#ubuntukylin-devel 2013-11-25
<ypwong> JackYu, ping
#ubuntukylin-devel 2013-11-26
<lenky> kong 我看到你push的
<jackey> 大家好
<jackey> 没人在啊。
#ubuntukylin-devel 2013-11-27
<KobeLee> 优客助手增加了一个C文件，自己写Makefile文件来编译生成so没有问题。

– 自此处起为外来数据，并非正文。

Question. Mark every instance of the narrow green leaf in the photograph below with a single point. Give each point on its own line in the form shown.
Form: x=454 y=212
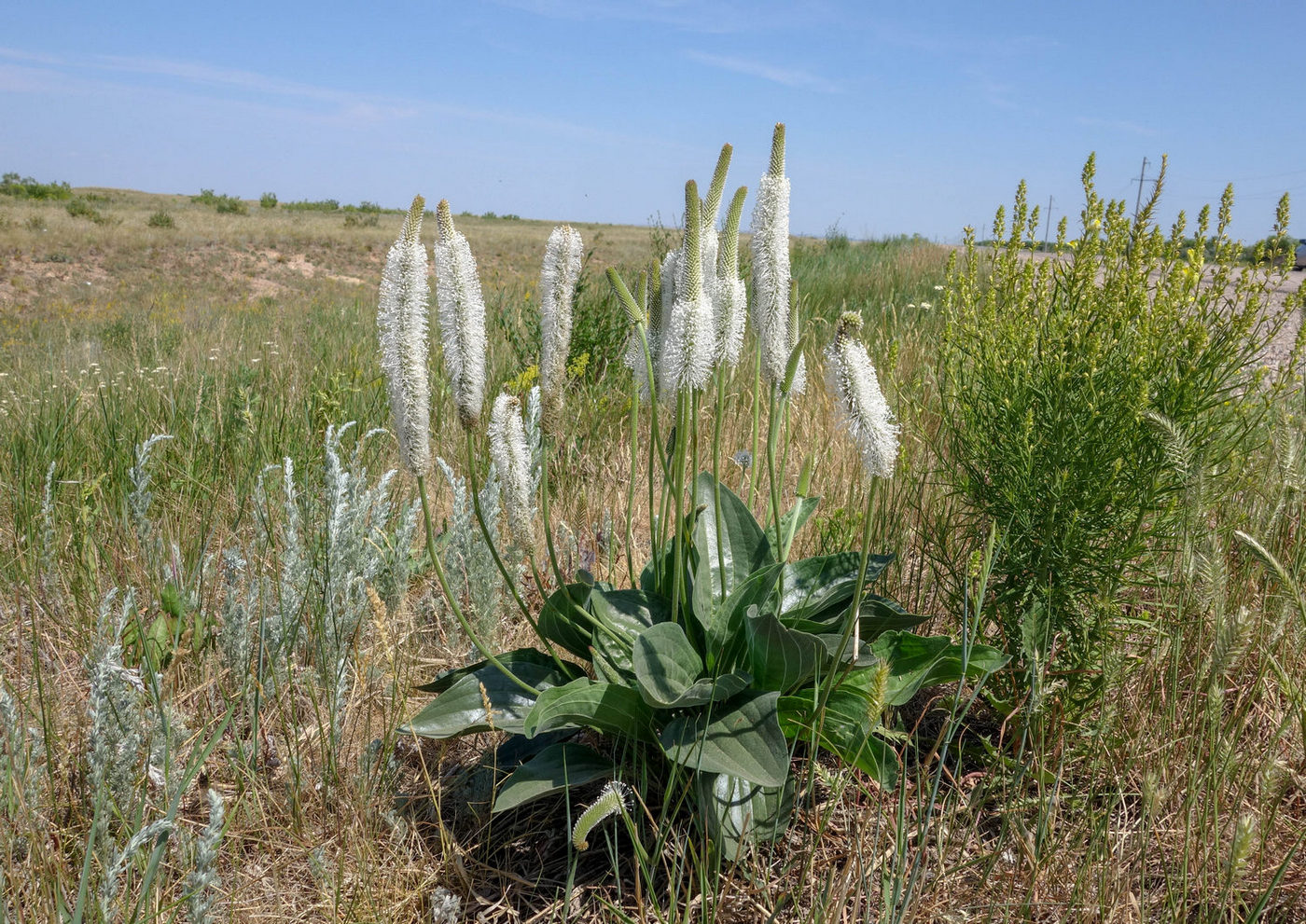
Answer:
x=511 y=659
x=921 y=660
x=558 y=766
x=461 y=709
x=792 y=521
x=562 y=624
x=725 y=558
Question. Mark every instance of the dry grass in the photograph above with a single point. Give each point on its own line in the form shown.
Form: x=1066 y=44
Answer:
x=1126 y=813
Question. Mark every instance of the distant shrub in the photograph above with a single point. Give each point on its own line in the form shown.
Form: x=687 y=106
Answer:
x=25 y=186
x=80 y=208
x=224 y=204
x=1273 y=250
x=307 y=205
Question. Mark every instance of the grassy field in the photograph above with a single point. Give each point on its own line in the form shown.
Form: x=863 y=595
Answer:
x=1159 y=778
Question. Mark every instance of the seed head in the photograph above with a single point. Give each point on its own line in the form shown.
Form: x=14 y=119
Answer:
x=463 y=317
x=865 y=413
x=401 y=322
x=771 y=276
x=511 y=457
x=557 y=287
x=688 y=342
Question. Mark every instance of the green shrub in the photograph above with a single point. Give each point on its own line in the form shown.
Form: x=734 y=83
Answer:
x=81 y=208
x=224 y=204
x=1063 y=382
x=25 y=186
x=319 y=205
x=362 y=221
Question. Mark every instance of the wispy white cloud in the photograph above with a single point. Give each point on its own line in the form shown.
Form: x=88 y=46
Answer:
x=792 y=77
x=692 y=16
x=43 y=74
x=1117 y=126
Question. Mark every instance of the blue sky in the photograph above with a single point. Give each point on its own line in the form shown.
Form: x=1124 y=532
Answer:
x=903 y=117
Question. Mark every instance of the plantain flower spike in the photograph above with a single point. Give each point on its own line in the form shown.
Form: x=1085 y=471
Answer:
x=709 y=241
x=865 y=413
x=771 y=277
x=688 y=343
x=558 y=287
x=731 y=294
x=401 y=322
x=463 y=317
x=511 y=454
x=652 y=307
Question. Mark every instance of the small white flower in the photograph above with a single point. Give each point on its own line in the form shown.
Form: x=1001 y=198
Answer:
x=865 y=413
x=463 y=317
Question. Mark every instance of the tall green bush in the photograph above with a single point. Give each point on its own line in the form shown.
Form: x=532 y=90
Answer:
x=1063 y=381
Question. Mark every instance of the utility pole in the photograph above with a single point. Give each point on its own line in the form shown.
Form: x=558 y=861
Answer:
x=1138 y=200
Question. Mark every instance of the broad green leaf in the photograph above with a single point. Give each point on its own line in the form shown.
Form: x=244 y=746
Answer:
x=848 y=730
x=590 y=704
x=725 y=556
x=921 y=660
x=741 y=738
x=738 y=813
x=725 y=632
x=792 y=521
x=780 y=658
x=562 y=624
x=629 y=613
x=558 y=766
x=461 y=709
x=666 y=666
x=820 y=582
x=511 y=659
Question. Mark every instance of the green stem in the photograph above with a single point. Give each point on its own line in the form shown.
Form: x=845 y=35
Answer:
x=452 y=600
x=630 y=487
x=757 y=421
x=509 y=581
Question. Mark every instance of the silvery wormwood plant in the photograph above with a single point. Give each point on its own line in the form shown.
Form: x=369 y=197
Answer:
x=709 y=667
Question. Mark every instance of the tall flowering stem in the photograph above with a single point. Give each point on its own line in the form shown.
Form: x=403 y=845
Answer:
x=397 y=322
x=463 y=317
x=557 y=290
x=401 y=320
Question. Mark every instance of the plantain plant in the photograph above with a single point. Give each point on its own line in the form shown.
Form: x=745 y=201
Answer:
x=712 y=667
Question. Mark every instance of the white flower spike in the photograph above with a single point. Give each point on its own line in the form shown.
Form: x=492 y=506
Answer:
x=511 y=454
x=401 y=320
x=557 y=290
x=688 y=341
x=463 y=317
x=771 y=274
x=857 y=389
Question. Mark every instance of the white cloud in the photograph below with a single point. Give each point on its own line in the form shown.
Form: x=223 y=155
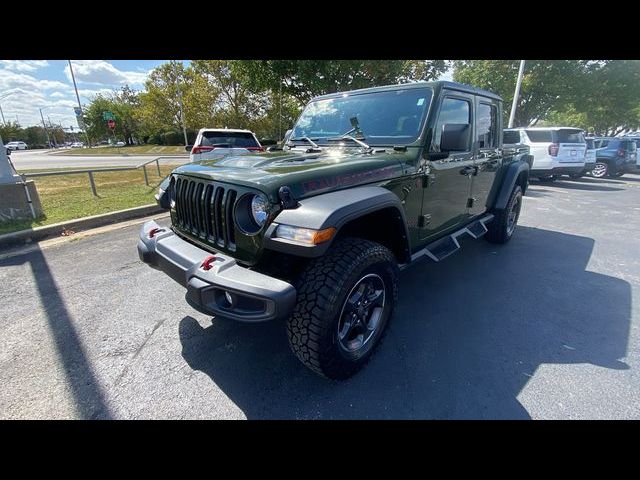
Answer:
x=24 y=65
x=100 y=72
x=11 y=80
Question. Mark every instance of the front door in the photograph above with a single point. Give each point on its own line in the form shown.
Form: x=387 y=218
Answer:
x=448 y=184
x=488 y=158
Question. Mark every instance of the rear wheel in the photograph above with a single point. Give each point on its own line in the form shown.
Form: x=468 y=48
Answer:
x=345 y=300
x=600 y=170
x=504 y=223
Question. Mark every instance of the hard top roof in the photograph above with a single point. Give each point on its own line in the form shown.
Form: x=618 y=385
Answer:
x=461 y=87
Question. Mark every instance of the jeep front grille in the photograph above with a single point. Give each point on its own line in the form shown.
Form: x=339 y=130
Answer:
x=205 y=210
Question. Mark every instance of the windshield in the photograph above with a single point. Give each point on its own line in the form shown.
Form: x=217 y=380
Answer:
x=384 y=118
x=234 y=139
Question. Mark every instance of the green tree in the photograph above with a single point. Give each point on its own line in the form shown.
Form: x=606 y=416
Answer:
x=547 y=85
x=304 y=79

现在如何让优客助手整个工程编包时使用我自己写的Makefile文件，或者不用这个文件，而自动可以用那个c文件去生成so并拷贝到指定目录下？
<FJKong> 断了？
<happyaron> https://code.launchpad.net/~wengxt/nux/fcitx-support
<happyaron> FJKong jzheng_afk
<happyaron> ^^
<happyaron> https://code.launchpad.net/~wengxt/nux/fcitx-support/+merge/114085
<happyaron> FJKong: ^
<happyaron> https://bugs.launchpad.net/nux/+bug/983254
<ubot5> Ubuntu bug 983254 in unity (Ubuntu) "Support input methods beside ibus" [Undecided,New]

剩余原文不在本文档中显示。